Phys Rev E Stat Nonlin Soft Matter Phys. 2011 Apr;83(4 Pt 1):041105. doi: 10.1103/PhysRevE.83.041105. Epub 2011 Apr 5.

Abstract

We study the probability distribution of the index N(+), i.e., the number of positive eigenvalues of an N×N Gaussian random matrix.

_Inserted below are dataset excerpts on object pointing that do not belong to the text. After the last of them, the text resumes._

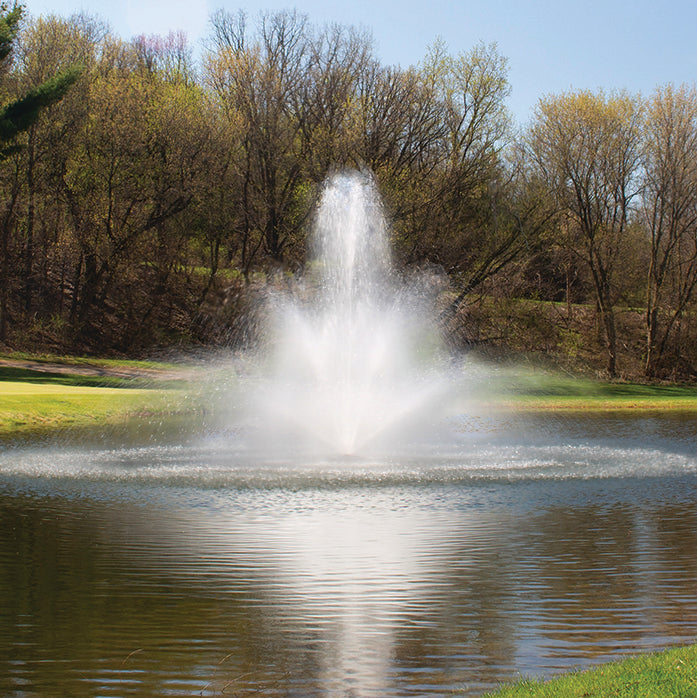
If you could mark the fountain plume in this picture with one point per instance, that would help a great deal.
(352, 352)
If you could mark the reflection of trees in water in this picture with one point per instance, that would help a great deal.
(100, 594)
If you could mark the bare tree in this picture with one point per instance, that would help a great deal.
(586, 148)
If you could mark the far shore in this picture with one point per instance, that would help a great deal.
(43, 395)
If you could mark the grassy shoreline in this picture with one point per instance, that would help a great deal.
(42, 394)
(671, 672)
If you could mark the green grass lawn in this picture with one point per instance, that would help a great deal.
(40, 401)
(671, 673)
(62, 396)
(531, 390)
(27, 406)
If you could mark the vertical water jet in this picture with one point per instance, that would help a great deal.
(353, 355)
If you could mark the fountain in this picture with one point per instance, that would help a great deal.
(355, 360)
(331, 538)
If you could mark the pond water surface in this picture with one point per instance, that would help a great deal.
(200, 568)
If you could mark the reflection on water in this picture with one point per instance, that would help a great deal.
(188, 570)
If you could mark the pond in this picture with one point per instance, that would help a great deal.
(513, 548)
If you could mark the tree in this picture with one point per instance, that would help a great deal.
(586, 147)
(17, 116)
(670, 214)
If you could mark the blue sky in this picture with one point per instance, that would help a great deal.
(551, 46)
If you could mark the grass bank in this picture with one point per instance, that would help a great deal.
(669, 673)
(543, 391)
(76, 395)
(40, 394)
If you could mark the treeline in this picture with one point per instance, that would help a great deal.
(138, 210)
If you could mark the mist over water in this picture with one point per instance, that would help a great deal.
(353, 359)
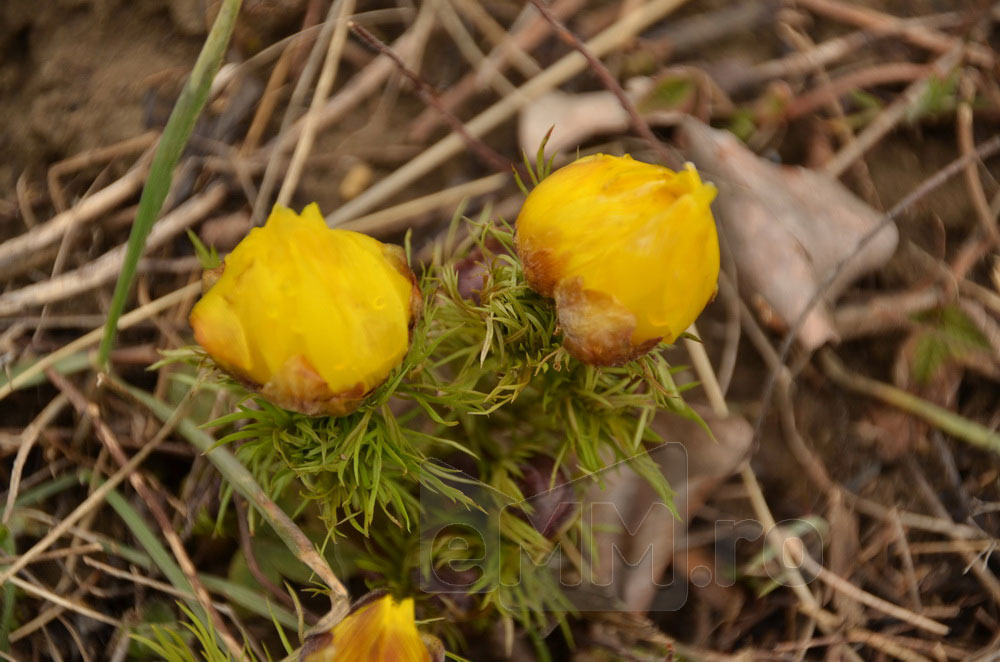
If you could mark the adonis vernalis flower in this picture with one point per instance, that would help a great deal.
(381, 631)
(313, 318)
(627, 249)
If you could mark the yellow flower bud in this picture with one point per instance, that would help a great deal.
(380, 631)
(627, 249)
(312, 317)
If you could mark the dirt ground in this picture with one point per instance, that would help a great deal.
(885, 432)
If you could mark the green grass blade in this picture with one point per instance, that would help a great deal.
(168, 153)
(163, 560)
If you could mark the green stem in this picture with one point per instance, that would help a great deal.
(243, 482)
(168, 152)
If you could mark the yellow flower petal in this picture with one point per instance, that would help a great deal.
(381, 631)
(628, 250)
(316, 318)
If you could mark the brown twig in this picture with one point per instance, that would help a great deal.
(639, 124)
(246, 544)
(982, 152)
(14, 252)
(105, 268)
(883, 23)
(85, 408)
(524, 39)
(485, 152)
(892, 114)
(963, 120)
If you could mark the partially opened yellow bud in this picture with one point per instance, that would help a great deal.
(627, 249)
(380, 631)
(312, 317)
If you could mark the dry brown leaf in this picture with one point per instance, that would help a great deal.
(787, 227)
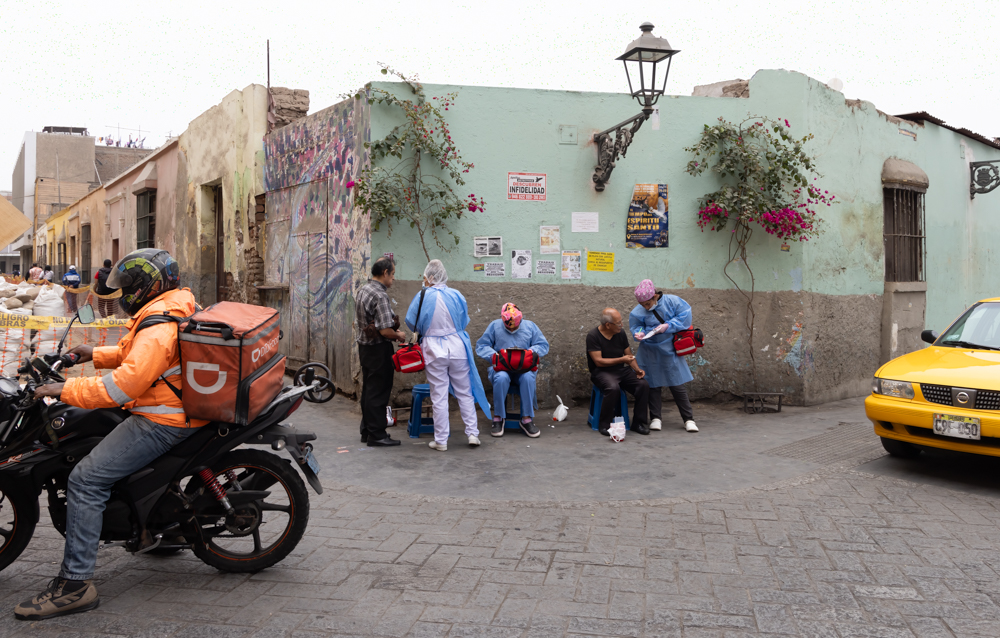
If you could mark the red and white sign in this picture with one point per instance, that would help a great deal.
(526, 186)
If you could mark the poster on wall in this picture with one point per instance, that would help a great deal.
(646, 226)
(571, 264)
(488, 246)
(495, 269)
(548, 237)
(600, 262)
(526, 186)
(545, 267)
(585, 223)
(520, 264)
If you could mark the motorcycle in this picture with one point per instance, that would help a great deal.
(238, 510)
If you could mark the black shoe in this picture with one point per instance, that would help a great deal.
(388, 441)
(60, 598)
(530, 429)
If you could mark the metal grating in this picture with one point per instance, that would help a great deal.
(844, 442)
(987, 400)
(936, 393)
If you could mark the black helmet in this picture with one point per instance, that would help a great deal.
(143, 275)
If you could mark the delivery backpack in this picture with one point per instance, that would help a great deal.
(229, 360)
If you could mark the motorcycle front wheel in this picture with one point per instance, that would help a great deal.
(18, 516)
(260, 533)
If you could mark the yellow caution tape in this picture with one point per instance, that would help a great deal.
(30, 322)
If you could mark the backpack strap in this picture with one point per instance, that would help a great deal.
(155, 320)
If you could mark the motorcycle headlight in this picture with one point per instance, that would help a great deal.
(889, 388)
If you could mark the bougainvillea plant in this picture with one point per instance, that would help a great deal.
(416, 168)
(768, 181)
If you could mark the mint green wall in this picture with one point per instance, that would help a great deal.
(503, 130)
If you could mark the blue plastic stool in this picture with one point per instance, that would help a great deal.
(513, 421)
(417, 424)
(596, 398)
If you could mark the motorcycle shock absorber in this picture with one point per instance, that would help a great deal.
(212, 483)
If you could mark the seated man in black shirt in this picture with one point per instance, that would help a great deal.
(613, 369)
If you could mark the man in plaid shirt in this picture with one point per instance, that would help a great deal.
(378, 327)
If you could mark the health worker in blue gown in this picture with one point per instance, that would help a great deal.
(512, 330)
(448, 361)
(661, 315)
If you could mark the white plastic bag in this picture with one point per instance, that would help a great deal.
(559, 414)
(617, 430)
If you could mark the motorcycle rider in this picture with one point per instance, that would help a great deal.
(148, 279)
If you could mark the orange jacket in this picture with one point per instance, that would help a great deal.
(138, 361)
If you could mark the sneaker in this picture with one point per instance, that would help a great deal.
(60, 598)
(530, 428)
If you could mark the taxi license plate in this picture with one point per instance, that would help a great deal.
(314, 464)
(959, 427)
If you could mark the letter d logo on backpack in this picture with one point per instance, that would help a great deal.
(193, 366)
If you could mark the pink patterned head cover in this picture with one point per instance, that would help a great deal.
(511, 316)
(645, 291)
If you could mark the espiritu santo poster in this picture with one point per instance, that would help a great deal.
(646, 226)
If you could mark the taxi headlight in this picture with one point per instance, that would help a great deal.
(889, 388)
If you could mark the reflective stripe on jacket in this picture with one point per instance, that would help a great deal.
(138, 361)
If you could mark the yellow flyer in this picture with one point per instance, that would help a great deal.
(600, 262)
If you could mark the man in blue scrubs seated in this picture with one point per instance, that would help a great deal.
(511, 330)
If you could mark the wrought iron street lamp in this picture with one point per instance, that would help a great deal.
(646, 58)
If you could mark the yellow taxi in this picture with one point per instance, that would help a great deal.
(944, 396)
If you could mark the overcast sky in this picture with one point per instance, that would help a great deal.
(158, 66)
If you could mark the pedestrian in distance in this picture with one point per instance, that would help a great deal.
(105, 306)
(613, 369)
(511, 330)
(71, 280)
(653, 323)
(378, 327)
(448, 357)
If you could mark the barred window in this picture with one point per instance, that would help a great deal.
(903, 234)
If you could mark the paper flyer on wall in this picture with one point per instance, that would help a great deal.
(495, 269)
(585, 222)
(571, 264)
(646, 226)
(520, 264)
(488, 246)
(549, 240)
(600, 262)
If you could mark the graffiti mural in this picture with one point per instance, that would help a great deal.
(316, 241)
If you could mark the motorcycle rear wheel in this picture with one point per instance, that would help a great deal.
(260, 533)
(18, 517)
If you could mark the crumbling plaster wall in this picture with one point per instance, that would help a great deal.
(222, 146)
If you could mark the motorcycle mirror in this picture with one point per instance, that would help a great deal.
(85, 314)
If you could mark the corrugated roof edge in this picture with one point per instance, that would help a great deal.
(923, 116)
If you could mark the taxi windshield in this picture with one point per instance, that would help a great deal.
(978, 328)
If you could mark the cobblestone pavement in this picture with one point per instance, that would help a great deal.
(834, 553)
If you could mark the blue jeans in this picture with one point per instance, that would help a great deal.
(131, 446)
(501, 385)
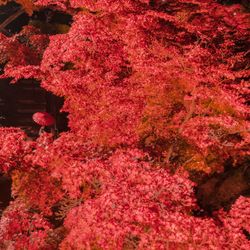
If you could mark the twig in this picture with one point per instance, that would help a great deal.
(10, 19)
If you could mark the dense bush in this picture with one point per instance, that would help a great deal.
(156, 91)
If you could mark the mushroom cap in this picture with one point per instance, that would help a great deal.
(43, 119)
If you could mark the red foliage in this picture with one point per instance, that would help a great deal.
(149, 89)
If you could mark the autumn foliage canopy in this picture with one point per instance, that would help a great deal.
(156, 93)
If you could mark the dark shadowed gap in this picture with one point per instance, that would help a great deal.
(18, 102)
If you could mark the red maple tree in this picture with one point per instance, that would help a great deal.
(155, 91)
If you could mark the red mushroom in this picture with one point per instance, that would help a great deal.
(43, 119)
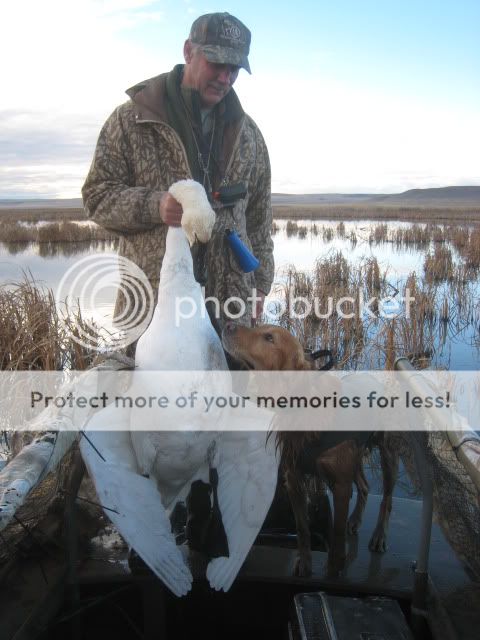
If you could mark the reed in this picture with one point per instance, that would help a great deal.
(32, 334)
(58, 231)
(438, 266)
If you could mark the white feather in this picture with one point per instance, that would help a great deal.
(173, 459)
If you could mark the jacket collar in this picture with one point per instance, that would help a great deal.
(149, 97)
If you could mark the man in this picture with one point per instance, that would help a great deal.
(189, 124)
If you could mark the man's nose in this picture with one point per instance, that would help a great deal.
(226, 74)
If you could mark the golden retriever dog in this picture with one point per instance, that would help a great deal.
(334, 456)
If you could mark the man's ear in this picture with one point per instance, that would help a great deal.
(187, 51)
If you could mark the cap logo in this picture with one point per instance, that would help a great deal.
(231, 32)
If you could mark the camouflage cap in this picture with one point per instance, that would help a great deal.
(222, 38)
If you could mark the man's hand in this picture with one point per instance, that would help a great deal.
(170, 210)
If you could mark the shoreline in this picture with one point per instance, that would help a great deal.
(437, 214)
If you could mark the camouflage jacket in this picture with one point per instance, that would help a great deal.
(139, 156)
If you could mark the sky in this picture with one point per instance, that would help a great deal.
(352, 96)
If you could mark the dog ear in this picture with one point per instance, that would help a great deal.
(301, 361)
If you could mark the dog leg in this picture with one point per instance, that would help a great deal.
(389, 463)
(342, 492)
(361, 483)
(298, 500)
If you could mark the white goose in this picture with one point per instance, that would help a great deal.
(146, 472)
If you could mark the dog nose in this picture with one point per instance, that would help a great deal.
(230, 327)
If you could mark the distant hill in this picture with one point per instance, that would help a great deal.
(25, 203)
(441, 197)
(468, 196)
(436, 197)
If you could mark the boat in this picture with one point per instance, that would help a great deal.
(420, 588)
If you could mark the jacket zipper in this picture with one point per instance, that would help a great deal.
(184, 151)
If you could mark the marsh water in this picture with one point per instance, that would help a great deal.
(458, 343)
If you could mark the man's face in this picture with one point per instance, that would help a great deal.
(212, 80)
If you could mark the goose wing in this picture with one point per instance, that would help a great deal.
(133, 502)
(247, 480)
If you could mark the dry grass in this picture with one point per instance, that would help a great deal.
(52, 232)
(32, 334)
(376, 212)
(440, 309)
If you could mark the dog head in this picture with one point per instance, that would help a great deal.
(264, 348)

We show analytically that, for large N and large N(+) with the fraction 0≤c=N(+)/N≤1 of positive eigenvalues fixed, the index distribution P(N(+)=cN,N)~exp[-βN(2)Φ(c)] where β is the Dyson index characterizing the Gaussian ensemble. The associated large deviation rate function Φ(c) is computed explicitly for all 0≤c≤1. It is independent of β and displays a quadratic form modulated by a logarithmic singularity around c=1/2. As a consequence, the distribution of the index has a Gaussian form near the peak, but with a variance Δ(N) of index fluctuations growing as Δ(N)~lnN/βπ(2) for large N. For β=2, this result is independently confirmed against an exact finite-N formula, yielding Δ(N)=lnN/2π(2)+C+O(N(-1)) for large N, where the constant C for even N has the nontrivial value C=(γ+1+3ln2)/2π(2)≃0.185 248… and γ=0.5772… is the Euler constant. We also determine for large N the probability that the interval [ζ(1),ζ(2)] is free of eigenvalues. Some of these results have been announced in a recent letter [Phys. Rev. Lett. 103, 220603 (2009)].